Обычаи русов казались цивилизованным народам настолько дикими, что некоторые арабские писатели даже отказывались верить, что у них вообще существуют какие-либо нравственные понятия. Масуди писал о русах как о народе, «не признающем религиозных законов». Историк XIII в. Амид аль-Мекин, рассказывая о принятии князем Владимиром христианства, также заметил, что у русов «не было до этого времени религиозного закона и не веровали они ни во что». Конечно, буквальное прочтение сообщений арабских писателей неуместно. В словах о безверии русов отразилось специфическое восприятие цивилизациями, исповедовавшими монотеизм, религиозных представлений «варваров». Нечто подобное о религии аланов писал еще Аммиан Марцеллин: «У них не найдешь ни храма, ни святилища, ни даже крытой соломой ниши для алтаря. Обнаженный меч, по варварскому обычаю вонзенный в землю, становится символом Марса, и они набожно поклоняются ему как верховному владыке тех земель, по которым проходят». Меч у русов был священным предметом, на нем приносили клятвы. А веровать в меч, по понятиям поклонников Аллаха, — это то же самое, что не веровать ни во что.

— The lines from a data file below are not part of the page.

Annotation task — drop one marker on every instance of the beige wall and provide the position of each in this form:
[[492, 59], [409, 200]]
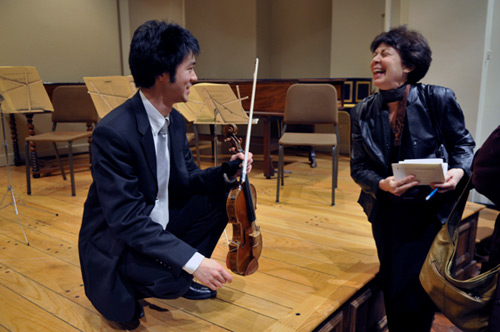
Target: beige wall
[[69, 39], [64, 40], [455, 31], [141, 11], [354, 25], [227, 33]]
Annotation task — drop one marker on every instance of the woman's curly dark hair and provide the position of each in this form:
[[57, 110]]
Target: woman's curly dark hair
[[412, 47], [158, 47]]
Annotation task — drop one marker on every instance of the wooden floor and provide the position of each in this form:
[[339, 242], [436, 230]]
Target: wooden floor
[[314, 257]]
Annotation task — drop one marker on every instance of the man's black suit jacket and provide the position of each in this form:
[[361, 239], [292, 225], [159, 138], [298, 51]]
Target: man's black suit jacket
[[121, 197]]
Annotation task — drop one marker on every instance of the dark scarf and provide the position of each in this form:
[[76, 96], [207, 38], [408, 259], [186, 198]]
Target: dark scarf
[[397, 121]]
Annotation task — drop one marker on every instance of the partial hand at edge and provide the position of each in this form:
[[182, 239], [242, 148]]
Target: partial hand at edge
[[452, 178]]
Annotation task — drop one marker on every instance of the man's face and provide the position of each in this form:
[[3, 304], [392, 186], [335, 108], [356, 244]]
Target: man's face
[[185, 77]]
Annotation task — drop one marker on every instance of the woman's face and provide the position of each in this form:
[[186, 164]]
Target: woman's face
[[387, 69]]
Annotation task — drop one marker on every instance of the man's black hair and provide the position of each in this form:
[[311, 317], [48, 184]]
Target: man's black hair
[[157, 48]]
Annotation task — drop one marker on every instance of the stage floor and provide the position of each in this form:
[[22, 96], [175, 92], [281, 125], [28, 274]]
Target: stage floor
[[314, 258]]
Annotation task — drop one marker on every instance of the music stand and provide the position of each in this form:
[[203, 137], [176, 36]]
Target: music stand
[[109, 92], [21, 90], [213, 104]]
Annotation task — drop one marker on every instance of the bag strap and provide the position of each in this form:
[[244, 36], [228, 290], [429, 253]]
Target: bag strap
[[455, 217], [437, 129]]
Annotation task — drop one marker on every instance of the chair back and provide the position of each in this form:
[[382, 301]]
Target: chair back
[[311, 104], [72, 103]]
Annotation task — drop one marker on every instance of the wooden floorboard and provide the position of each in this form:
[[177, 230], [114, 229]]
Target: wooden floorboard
[[314, 258]]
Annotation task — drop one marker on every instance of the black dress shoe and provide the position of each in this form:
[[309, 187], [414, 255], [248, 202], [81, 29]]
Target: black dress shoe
[[197, 291], [130, 325]]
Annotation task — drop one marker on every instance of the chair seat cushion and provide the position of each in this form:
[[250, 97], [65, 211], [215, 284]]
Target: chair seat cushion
[[314, 139], [59, 136]]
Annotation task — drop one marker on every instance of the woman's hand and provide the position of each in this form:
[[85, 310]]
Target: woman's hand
[[452, 178], [398, 188]]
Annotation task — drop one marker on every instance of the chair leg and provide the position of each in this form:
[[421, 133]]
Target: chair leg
[[334, 173], [71, 168], [28, 165], [59, 161], [280, 173], [197, 144]]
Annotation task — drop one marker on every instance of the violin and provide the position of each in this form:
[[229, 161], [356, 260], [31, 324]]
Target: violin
[[246, 245]]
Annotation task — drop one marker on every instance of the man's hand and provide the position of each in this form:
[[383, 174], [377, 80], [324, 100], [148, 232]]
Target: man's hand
[[241, 156], [452, 178], [398, 188], [212, 274]]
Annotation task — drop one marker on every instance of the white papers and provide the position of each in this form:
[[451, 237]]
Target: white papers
[[23, 90], [211, 103], [427, 171], [109, 92]]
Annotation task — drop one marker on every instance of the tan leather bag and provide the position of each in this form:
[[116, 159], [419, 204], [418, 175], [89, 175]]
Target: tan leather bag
[[466, 303]]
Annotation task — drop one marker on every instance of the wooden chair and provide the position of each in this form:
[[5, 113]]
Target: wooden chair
[[310, 104], [72, 104]]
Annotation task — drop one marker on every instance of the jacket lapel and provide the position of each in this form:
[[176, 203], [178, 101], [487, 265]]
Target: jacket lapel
[[144, 128]]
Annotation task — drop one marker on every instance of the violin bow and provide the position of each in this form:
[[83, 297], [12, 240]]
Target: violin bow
[[250, 117]]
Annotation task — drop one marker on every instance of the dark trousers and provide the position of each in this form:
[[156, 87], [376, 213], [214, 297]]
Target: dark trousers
[[200, 223], [403, 234], [494, 260]]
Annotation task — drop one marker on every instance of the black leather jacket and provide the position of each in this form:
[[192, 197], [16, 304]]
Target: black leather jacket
[[432, 112]]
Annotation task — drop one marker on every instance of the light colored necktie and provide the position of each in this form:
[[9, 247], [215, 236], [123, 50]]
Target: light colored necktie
[[160, 211]]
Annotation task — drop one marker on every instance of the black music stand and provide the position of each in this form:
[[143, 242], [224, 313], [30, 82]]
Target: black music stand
[[213, 104], [21, 90]]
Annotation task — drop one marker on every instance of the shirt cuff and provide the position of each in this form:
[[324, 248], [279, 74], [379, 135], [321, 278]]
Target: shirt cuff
[[228, 180], [193, 263]]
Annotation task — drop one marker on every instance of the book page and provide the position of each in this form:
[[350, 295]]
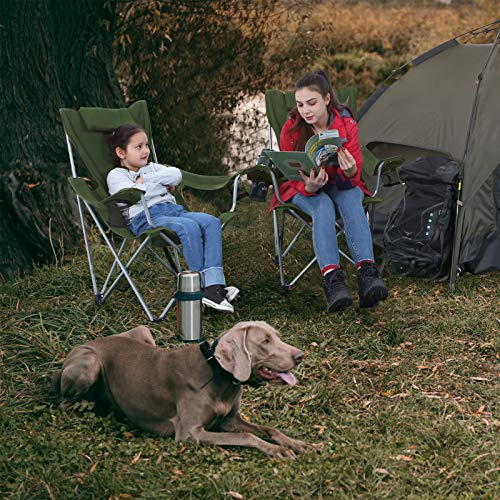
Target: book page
[[322, 147]]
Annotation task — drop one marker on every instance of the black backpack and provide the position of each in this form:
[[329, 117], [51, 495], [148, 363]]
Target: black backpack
[[418, 237]]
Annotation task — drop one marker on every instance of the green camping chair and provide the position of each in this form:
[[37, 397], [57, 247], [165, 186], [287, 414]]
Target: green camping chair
[[286, 216], [86, 130]]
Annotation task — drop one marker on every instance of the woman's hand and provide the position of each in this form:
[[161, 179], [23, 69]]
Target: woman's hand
[[347, 163], [314, 182]]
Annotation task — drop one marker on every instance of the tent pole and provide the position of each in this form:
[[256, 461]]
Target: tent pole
[[460, 213]]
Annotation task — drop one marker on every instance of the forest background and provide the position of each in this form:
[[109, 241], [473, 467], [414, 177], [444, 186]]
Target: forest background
[[201, 66]]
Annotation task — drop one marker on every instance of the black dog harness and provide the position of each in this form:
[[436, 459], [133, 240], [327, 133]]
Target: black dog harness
[[208, 352]]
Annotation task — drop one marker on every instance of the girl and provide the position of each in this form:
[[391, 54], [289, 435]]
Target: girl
[[200, 233], [337, 186]]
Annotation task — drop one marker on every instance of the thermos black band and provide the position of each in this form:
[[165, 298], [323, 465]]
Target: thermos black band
[[186, 296]]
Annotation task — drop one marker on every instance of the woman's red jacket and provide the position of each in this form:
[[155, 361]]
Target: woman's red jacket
[[348, 129]]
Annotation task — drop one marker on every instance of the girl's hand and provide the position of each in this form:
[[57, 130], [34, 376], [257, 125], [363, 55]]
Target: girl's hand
[[314, 182], [347, 163]]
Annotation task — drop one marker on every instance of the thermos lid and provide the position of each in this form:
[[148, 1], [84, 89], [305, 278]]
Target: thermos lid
[[189, 281]]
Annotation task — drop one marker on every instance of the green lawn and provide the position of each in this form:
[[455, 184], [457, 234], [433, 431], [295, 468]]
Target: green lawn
[[402, 398]]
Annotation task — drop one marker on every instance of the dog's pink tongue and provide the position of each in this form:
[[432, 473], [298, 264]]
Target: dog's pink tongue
[[287, 377]]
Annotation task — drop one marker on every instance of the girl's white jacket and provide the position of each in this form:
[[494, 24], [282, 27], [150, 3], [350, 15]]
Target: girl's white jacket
[[155, 178]]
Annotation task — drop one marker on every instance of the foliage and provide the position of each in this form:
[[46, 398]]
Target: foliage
[[193, 62], [359, 43], [401, 397]]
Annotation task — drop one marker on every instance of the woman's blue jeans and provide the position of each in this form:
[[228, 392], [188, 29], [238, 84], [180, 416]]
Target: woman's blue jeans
[[200, 235], [323, 209]]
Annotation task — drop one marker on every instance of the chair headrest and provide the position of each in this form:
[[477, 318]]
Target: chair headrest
[[104, 119]]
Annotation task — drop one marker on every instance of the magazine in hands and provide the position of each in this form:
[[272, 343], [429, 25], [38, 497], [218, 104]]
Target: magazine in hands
[[320, 150]]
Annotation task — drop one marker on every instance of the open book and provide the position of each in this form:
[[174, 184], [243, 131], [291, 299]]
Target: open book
[[320, 149]]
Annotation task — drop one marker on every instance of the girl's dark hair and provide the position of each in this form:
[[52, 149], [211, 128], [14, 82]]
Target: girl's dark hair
[[119, 138], [316, 80]]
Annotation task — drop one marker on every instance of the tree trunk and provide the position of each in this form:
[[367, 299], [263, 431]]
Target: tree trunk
[[53, 54]]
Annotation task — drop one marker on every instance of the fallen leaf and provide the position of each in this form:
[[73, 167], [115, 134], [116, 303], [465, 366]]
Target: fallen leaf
[[234, 494], [400, 395], [305, 400], [321, 429]]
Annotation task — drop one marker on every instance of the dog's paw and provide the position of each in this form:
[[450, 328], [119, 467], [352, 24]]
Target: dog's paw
[[278, 451], [300, 446]]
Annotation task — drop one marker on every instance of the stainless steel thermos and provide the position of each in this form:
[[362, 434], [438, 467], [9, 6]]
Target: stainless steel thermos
[[188, 298]]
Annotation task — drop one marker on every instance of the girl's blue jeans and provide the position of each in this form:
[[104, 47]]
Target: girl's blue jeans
[[323, 209], [200, 235]]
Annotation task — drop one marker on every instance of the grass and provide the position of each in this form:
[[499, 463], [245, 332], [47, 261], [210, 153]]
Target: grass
[[402, 397]]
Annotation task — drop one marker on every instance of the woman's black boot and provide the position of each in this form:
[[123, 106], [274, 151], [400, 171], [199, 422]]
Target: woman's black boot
[[337, 295], [371, 287]]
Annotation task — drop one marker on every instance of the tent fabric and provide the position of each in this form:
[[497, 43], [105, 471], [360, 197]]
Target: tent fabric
[[446, 104]]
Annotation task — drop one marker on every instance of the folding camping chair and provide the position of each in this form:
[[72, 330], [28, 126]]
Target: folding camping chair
[[278, 105], [86, 130]]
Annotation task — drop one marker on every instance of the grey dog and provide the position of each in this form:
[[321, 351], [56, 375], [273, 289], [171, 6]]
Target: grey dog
[[192, 392]]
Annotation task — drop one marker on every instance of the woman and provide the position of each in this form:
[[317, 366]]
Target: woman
[[335, 187]]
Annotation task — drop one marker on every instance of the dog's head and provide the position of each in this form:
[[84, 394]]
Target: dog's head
[[253, 349]]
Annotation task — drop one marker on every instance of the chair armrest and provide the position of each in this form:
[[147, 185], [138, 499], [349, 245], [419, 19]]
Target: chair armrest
[[205, 182], [81, 187]]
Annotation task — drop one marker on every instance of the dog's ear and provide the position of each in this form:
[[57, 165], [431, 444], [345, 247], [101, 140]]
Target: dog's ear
[[232, 353]]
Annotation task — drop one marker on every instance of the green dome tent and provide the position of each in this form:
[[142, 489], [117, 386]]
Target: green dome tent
[[448, 103]]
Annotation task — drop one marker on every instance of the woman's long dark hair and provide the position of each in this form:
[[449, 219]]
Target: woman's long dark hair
[[316, 80], [120, 138]]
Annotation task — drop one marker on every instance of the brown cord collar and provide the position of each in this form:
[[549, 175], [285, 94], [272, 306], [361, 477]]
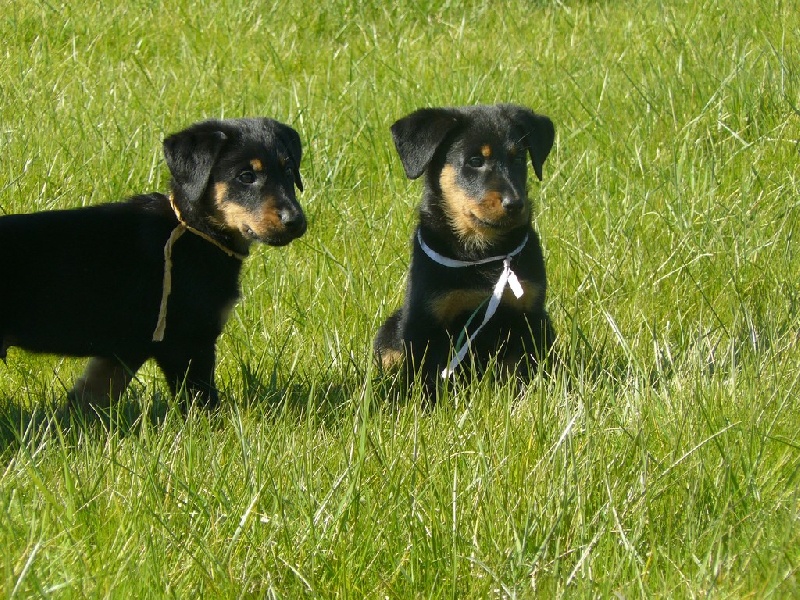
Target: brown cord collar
[[166, 288]]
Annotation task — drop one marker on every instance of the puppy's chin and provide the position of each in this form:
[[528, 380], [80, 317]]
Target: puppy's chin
[[276, 239]]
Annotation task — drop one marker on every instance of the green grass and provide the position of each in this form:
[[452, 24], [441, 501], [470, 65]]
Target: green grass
[[662, 462]]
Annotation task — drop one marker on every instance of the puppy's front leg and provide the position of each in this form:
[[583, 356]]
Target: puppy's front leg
[[103, 382]]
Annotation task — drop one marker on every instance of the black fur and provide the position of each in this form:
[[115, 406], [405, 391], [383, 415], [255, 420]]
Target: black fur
[[477, 156], [88, 281]]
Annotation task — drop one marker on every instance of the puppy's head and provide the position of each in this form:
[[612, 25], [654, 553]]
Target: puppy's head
[[236, 178], [476, 159]]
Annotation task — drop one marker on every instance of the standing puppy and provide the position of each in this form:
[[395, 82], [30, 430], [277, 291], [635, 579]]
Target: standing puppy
[[157, 275], [476, 286]]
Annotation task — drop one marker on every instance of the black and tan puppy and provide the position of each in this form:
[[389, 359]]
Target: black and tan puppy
[[154, 276], [476, 286]]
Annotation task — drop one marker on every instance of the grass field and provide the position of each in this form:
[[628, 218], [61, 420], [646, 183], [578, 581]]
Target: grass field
[[664, 461]]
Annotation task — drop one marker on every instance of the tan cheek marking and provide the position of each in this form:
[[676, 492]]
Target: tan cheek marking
[[233, 216], [268, 220], [459, 207], [490, 207]]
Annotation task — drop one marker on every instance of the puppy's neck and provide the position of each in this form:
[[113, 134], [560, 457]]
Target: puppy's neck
[[235, 247]]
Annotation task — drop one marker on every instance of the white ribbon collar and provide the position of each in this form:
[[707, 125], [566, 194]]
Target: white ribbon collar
[[507, 279]]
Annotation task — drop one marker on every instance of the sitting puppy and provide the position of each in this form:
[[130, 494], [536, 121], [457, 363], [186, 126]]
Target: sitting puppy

Имена богов, которым в IX в. поклонялись русы, осевшие на берегах Тавриды и Днепра, не попали в источники (из документов первой половины X в. мы знаем, что международные договоры они скрепляли именами Перуна и Велеса). Ибн Русте описывает «русский» культ в следующих словах: «У них есть знахари, как бы господа для них, имеющие власть даже над царем; они приказывают народу приносить в жертву своему создателю женщин, мужчин и лошадей. И если знахари приказывают, то не исполнить их приказания никак не возможно. Взяв человека или животное, знахарь накидывает ему на шею петлю, вешает жертву на бревно и ждет, пока она не задохнется, и говорит, что это жертва богу». В этих знахарях легко узнаются рюгенские жрецы-гадатели, чей непререкаемый авторитет среди поморских славян так удивлял Гельмольда и Саксона Грамматика. Гардизи, повторяя в основном показания Ибн Русте, вносит важный нюанс: «Есть у них знахари, власть которых распространяется и на их царей. И если знахарь возьмет мужчину или женщину, накинет им на шею петлю и повесит, пока те не погибнут, и говорит: «Это указ царя», — то никто не говорит ему ни слова и не выражает недовольства». Здесь «знахари» действуют уже от имени «русского» князя, который, по всей видимости, все-таки санкционировал отправление культа, особенно в случае принесения в жертву людей. Во время войны для человеческих жертвоприношений использовались пленники. Так, князь Бравлин, захватив Сурож, заклал на языческих алтарях местных юношей и девиц. Ритуальные убийства «девиц, мужей и жен» также происходили в занятой русами Амастриде.